Viktor Bergh

Personal information
- Full name: Erik Viktor Bergh
- Date of birth: 27 June 1999 (age 27)
- Height: 1.72 m (5 ft 8 in)
- Position: Left-back

Team information
- Current team: Karlsruher SC
- Number: 33

Youth career
- 0000–2014: Forssa BK
- 2015–2016: IK Brage

Senior career*
- Years: Team / Apps / (Gls)
- 2014: Forssa BK / 4 / (0)
- 2016–2019: IK Brage / 24 / (0)
- 2019: → Levanger FK (loan) / 24 / (0)
- 2020–2022: Norrby IF / 63 / (3)
- 2023–2024: IFK Värnamo / 42 / (3)
- 2024–2026: Djurgårdens IF / 16 / (0)
- 2025–: → Hansa Rostock (loan) / 36 / (0)
- 2026–: Karlsruher SC / 0 / (0)

= Viktor Bergh =

Swedish footballer

Viktor Bergh (born 26 July 1999) is a Swedish footballer who plays as a left-back for club Karlsruher SC.

==Career==
Bergh started his youth career in Forssa BK, and played 4 games for the club in the 2014 Division 3 (fifth tier), but joined the larger Borlänge club IK Brage while still a youth player. He reached the matchday squad of Brage's senior team for the first time in September 2016, before making his senior debut in October 2016. As the team was promoted to the 2018 Superettan, Bergh made his Superettan debut that year, but in 2019 he was loaned out to Norwegian club Levanger FK.

In 2020, Bergh left Dalarna to join another Superettan club Norrby IF. Here he became a key player, starting 27 of 30 games in 2021. In the 2021 Superettan, Norrby was moments away from securing a playoff match for the Allsvenskan.
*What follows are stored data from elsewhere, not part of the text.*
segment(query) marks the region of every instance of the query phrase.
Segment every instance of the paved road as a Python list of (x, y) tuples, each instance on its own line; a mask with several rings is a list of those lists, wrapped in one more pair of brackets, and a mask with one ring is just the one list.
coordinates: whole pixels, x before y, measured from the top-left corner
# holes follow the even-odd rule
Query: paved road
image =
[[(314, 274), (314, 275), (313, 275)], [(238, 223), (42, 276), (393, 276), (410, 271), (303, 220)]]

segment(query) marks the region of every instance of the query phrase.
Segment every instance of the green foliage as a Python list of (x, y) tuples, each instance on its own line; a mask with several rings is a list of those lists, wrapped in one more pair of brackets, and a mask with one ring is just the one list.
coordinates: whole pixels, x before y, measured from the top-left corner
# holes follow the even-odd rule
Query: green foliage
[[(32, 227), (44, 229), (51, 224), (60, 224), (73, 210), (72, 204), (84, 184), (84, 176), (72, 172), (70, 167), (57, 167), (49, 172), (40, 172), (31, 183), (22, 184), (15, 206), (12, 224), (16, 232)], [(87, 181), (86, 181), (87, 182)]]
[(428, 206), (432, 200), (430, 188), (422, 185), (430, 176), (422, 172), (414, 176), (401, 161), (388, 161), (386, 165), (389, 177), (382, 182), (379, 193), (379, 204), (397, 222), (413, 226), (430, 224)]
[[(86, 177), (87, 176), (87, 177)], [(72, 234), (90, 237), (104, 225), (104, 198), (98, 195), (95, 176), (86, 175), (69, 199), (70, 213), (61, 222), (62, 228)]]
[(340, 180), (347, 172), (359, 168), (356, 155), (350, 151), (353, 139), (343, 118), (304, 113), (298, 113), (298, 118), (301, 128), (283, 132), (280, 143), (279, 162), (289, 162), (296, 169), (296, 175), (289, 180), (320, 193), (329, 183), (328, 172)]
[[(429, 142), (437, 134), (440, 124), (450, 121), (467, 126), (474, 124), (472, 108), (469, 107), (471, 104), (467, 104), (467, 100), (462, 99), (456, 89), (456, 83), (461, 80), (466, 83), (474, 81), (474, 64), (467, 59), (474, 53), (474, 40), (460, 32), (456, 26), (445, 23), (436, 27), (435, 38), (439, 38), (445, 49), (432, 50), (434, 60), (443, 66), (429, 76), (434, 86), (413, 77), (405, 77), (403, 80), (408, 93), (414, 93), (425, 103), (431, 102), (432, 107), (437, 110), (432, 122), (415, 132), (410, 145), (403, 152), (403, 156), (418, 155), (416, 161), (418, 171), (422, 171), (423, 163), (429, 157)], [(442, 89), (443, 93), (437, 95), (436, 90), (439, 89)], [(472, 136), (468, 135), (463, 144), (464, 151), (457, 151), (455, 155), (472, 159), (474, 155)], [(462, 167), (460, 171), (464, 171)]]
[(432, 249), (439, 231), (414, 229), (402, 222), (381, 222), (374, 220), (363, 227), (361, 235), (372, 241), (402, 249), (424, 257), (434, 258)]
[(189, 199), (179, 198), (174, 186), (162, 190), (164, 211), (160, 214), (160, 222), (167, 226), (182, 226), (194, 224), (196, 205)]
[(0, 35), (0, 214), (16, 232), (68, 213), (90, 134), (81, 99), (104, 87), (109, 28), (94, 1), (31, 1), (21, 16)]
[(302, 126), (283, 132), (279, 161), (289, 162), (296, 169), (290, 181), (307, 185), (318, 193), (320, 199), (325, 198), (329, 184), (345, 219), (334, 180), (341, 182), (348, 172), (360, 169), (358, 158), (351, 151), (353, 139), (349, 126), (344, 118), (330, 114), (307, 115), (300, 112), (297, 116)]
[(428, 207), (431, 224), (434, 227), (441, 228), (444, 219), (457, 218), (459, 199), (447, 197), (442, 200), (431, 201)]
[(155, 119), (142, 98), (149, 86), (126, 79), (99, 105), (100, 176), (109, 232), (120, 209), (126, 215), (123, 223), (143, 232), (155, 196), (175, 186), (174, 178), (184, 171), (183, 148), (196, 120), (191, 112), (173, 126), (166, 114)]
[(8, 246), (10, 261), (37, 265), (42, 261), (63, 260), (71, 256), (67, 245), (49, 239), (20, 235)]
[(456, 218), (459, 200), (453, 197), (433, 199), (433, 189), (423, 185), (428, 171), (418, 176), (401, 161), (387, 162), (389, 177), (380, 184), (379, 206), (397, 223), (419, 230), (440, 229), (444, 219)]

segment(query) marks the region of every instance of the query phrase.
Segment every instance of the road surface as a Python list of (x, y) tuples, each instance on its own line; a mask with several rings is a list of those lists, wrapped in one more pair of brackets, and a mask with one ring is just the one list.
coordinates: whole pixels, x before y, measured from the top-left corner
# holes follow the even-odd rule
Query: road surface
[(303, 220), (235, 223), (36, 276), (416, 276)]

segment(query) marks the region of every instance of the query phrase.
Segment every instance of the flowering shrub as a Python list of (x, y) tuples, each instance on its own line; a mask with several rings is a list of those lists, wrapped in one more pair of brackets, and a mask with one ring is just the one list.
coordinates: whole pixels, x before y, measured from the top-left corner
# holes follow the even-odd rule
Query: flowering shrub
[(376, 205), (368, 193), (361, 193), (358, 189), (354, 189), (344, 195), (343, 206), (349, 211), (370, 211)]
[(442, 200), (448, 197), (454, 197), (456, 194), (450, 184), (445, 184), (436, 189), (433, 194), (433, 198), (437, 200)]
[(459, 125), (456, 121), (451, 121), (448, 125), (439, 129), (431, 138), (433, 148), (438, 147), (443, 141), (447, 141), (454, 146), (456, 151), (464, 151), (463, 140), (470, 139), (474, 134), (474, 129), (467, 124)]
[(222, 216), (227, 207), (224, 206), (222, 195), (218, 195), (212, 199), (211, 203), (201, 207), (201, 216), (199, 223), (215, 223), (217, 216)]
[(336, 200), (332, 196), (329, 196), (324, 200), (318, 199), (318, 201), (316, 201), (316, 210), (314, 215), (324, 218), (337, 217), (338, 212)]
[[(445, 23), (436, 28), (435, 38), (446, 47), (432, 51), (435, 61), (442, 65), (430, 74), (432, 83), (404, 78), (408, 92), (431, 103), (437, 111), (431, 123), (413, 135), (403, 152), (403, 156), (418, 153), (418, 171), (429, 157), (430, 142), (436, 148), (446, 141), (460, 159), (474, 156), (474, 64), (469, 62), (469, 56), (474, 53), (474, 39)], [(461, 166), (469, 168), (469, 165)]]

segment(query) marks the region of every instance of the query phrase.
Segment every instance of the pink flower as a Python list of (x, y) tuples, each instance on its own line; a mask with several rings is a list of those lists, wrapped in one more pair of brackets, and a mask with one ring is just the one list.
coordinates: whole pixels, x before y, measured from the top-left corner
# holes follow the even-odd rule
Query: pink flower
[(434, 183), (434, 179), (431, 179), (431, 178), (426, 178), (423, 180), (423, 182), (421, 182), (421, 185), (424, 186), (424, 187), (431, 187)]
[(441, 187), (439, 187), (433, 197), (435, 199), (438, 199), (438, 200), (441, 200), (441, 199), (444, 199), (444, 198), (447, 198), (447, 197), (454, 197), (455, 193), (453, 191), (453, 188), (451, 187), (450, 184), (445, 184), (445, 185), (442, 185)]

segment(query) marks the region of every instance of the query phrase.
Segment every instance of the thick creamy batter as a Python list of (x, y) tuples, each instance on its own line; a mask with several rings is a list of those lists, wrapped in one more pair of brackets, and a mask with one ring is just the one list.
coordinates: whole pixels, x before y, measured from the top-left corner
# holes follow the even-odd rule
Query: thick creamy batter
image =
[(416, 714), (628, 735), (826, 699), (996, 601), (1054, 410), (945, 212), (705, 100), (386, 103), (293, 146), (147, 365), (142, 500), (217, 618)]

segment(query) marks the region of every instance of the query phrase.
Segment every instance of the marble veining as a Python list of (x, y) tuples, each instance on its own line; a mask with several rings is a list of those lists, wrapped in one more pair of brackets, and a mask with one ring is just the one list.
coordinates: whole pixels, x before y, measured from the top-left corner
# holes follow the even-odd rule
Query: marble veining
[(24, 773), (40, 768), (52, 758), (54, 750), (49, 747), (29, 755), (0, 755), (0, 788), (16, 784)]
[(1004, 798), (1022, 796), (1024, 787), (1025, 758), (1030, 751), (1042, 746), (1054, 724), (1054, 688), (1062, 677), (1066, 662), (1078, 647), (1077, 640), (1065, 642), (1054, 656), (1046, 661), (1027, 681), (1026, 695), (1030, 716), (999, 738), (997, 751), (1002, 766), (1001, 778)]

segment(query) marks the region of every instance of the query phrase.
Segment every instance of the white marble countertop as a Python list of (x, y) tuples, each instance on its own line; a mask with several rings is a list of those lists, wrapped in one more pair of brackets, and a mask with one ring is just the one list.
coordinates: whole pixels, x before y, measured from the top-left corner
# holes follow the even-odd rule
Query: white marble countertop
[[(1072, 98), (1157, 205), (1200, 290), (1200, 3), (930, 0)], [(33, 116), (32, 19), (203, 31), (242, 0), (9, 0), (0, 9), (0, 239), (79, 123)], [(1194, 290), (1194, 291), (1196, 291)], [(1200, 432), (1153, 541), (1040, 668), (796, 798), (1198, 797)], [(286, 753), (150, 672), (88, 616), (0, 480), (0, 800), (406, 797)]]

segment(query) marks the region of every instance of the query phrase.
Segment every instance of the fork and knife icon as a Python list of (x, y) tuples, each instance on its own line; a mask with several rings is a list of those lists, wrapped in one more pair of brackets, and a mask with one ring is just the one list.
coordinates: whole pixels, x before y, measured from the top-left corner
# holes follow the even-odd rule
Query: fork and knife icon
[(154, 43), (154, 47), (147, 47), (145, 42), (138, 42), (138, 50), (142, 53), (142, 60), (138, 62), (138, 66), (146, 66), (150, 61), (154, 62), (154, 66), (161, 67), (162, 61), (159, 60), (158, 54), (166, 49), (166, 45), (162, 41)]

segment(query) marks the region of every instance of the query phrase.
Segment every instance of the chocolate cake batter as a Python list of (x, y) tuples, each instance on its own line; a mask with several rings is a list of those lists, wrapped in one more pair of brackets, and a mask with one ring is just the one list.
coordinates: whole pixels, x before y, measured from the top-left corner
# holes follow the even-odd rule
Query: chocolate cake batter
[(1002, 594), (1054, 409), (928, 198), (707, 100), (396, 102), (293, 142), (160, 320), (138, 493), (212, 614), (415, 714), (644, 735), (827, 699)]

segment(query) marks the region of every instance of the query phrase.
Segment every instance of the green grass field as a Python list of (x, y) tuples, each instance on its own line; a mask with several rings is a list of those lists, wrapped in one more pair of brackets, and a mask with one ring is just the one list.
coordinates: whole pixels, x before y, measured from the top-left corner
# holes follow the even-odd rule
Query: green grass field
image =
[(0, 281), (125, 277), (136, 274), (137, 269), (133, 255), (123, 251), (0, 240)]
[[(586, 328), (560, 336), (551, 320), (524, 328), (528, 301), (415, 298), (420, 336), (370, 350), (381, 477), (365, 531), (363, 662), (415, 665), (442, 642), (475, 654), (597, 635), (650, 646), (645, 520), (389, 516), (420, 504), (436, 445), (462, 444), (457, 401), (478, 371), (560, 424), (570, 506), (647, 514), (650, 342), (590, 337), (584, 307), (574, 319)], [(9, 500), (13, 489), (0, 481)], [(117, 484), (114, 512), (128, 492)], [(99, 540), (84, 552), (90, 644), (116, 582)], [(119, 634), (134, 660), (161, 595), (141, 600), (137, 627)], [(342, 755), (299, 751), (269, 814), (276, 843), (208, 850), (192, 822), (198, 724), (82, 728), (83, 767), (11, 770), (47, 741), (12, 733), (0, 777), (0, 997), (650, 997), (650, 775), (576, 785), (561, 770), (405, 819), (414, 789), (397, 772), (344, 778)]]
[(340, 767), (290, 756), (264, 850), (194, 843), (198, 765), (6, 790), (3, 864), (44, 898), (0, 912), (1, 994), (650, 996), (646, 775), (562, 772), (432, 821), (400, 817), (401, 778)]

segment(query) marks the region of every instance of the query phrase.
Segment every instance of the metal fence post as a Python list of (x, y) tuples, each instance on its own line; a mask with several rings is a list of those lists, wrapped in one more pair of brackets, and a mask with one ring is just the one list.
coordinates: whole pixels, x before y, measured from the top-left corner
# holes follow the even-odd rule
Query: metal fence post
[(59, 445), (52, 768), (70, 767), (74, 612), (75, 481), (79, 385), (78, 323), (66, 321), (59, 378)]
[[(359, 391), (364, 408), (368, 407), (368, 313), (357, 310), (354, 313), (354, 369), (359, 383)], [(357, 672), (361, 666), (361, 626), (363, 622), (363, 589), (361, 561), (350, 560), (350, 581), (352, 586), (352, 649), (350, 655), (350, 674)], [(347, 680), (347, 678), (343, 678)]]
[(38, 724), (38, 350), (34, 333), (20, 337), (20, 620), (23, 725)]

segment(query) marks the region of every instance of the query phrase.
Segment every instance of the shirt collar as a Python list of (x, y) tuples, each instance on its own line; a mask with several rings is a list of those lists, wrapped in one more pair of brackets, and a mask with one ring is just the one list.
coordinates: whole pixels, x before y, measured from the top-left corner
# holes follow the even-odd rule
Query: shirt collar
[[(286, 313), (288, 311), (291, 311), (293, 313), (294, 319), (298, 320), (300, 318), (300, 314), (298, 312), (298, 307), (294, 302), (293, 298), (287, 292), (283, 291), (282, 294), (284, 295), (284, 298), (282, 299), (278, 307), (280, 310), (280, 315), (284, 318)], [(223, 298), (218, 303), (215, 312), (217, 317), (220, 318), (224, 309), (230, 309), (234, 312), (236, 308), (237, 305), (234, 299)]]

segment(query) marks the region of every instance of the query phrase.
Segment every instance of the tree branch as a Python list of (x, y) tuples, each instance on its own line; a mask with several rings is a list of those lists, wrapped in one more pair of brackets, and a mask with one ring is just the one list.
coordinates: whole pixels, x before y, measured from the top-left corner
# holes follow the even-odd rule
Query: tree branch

Bergh scored the winning goal against Värnamo. However, Helsingborg converted a late penalty and secured the playoff berth.

In the summer of 2022, Bergh was rumoured to be approached by IK Sirius and IFK Norrköping. Bergh instead joined IFK Värnamo ahead of the 2023 season. He made his Allsvenskan debut in April 2023 against IFK Göteborg. His first Allsvenskan goal came in August 2023 against Varberg.

On 7 August 2025, Bergh was loaned by Hansa Rostock in German 3. Liga.

On 11 July 2026, Bergh signed with 2. Bundesliga club Karlsruher SC.